来源:
https://blog.csdn.net/shift_wwx/article/details/81030749
源码基于:Android O
Android 系统中的 WatchDog 详解 一文中通过source code详细的分析了 WatchDog 的软件设计原理和监测过程,这一篇结合实例对WatchDog 做进一步的分析。
frameworks/base/services/core/java/com/android/server/Watchdog.java
public void run() {
...
final String tracesDirProp = SystemProperties.get("dalvik.vm.stack-trace-dir", "");
File stackFd = finalStack;
if (tracesDirProp.isEmpty()) {
String tracesPath = SystemProperties.get("dalvik.vm.stack-trace-file", null);
String traceFileNameAmendment = "_SystemServer_WDT" +
mTraceDateFormat.format(new Date());
if (tracesPath != null && tracesPath.length() != 0) {
File traceRenameFile = new File(tracesPath);
String newTracesPath;
int lpos = tracesPath.lastIndexOf (".");
if (-1 != lpos) {
newTracesPath = tracesPath.substring(0, lpos) + traceFileNameAmendment
+ tracesPath.substring(lpos);
} else {
newTracesPath = tracesPath + traceFileNameAmendment;
}
traceRenameFile.renameTo(new File(newTracesPath));
stackFd = new File(newTracesPath);
} else {
Slog.w(TAG, "dump WDT Traces: no trace path configured");
}
} else {
// the new trace dumpsing mechanism
String newTracesPath = "traces_SystemServer_WDT"
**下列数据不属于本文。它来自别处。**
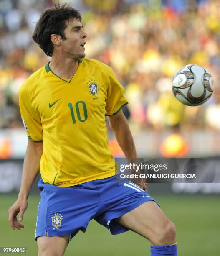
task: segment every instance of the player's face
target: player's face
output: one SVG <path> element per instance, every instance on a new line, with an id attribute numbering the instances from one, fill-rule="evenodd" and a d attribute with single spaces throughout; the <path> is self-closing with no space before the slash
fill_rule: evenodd
<path id="1" fill-rule="evenodd" d="M 83 30 L 81 23 L 76 19 L 67 21 L 64 30 L 66 40 L 62 40 L 61 46 L 63 53 L 76 60 L 84 58 L 87 34 Z"/>

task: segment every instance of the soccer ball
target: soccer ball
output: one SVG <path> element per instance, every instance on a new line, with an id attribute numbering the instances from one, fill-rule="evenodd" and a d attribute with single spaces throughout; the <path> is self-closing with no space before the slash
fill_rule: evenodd
<path id="1" fill-rule="evenodd" d="M 187 106 L 198 106 L 210 98 L 214 90 L 212 75 L 197 65 L 187 65 L 178 70 L 173 80 L 174 95 Z"/>

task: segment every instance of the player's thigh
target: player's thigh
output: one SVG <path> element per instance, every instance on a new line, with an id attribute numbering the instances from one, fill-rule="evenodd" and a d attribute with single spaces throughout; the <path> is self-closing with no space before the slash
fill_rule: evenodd
<path id="1" fill-rule="evenodd" d="M 69 242 L 69 236 L 39 236 L 37 239 L 38 256 L 63 256 Z"/>
<path id="2" fill-rule="evenodd" d="M 116 220 L 128 229 L 148 238 L 153 244 L 175 242 L 174 225 L 153 201 L 141 205 Z"/>

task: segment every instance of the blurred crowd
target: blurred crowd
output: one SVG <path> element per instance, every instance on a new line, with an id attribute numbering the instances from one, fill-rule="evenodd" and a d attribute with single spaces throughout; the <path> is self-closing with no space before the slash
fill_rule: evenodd
<path id="1" fill-rule="evenodd" d="M 87 57 L 111 66 L 126 89 L 133 128 L 220 129 L 220 1 L 73 0 L 81 12 Z M 21 127 L 21 85 L 50 59 L 31 38 L 49 0 L 0 0 L 0 128 Z M 212 74 L 215 91 L 198 107 L 174 97 L 172 79 L 187 64 Z"/>

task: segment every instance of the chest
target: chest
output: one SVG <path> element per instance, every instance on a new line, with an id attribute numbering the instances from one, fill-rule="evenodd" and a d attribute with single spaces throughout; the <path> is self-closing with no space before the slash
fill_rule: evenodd
<path id="1" fill-rule="evenodd" d="M 106 113 L 106 87 L 101 77 L 81 75 L 69 82 L 48 79 L 35 105 L 42 124 L 95 121 Z"/>

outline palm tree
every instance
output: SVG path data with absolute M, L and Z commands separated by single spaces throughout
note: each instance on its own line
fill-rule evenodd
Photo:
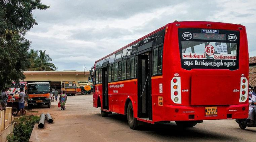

+ mTraceDateFormat.format(new Date()) + "_pid"
+ String.valueOf(Process.myPid());
File tracesDir = new File(tracesDirProp);
File watchdogTraces = new File(tracesDir, newTracesPath);
try {
if (watchdogTraces.createNewFile()) {
FileUtils.setPermissions(watchdogTraces.getAbsolutePath(),
0600, -1, -1); // -rw------- permissions
// Append both traces from the first and second half
// to a new file, making it easier to debug Watchdog timeouts
//dumpStackTraces() can return a null instance, so check the same
if (initialStack != null) {
// check the last-modified time of this file.
// we are interested in this only it was written to in the
// last minute or so
final long age = System.currentTimeMillis()
- initialStack.lastModified();
final long MINUTE_IN_MILLIS = 1000 * 60;
if (age < MINUTE_IN_MILLIS) {
Slog.e(TAG, "First set of traces taken from "
+ initialStack.getAbsolutePath());
appendFile(watchdogTraces, initialStack);
}
} else {
Slog.e(TAG, "First set of traces are empty!");
}
if (finalStack != null) {
Slog.e(TAG, "Second set of traces taken from "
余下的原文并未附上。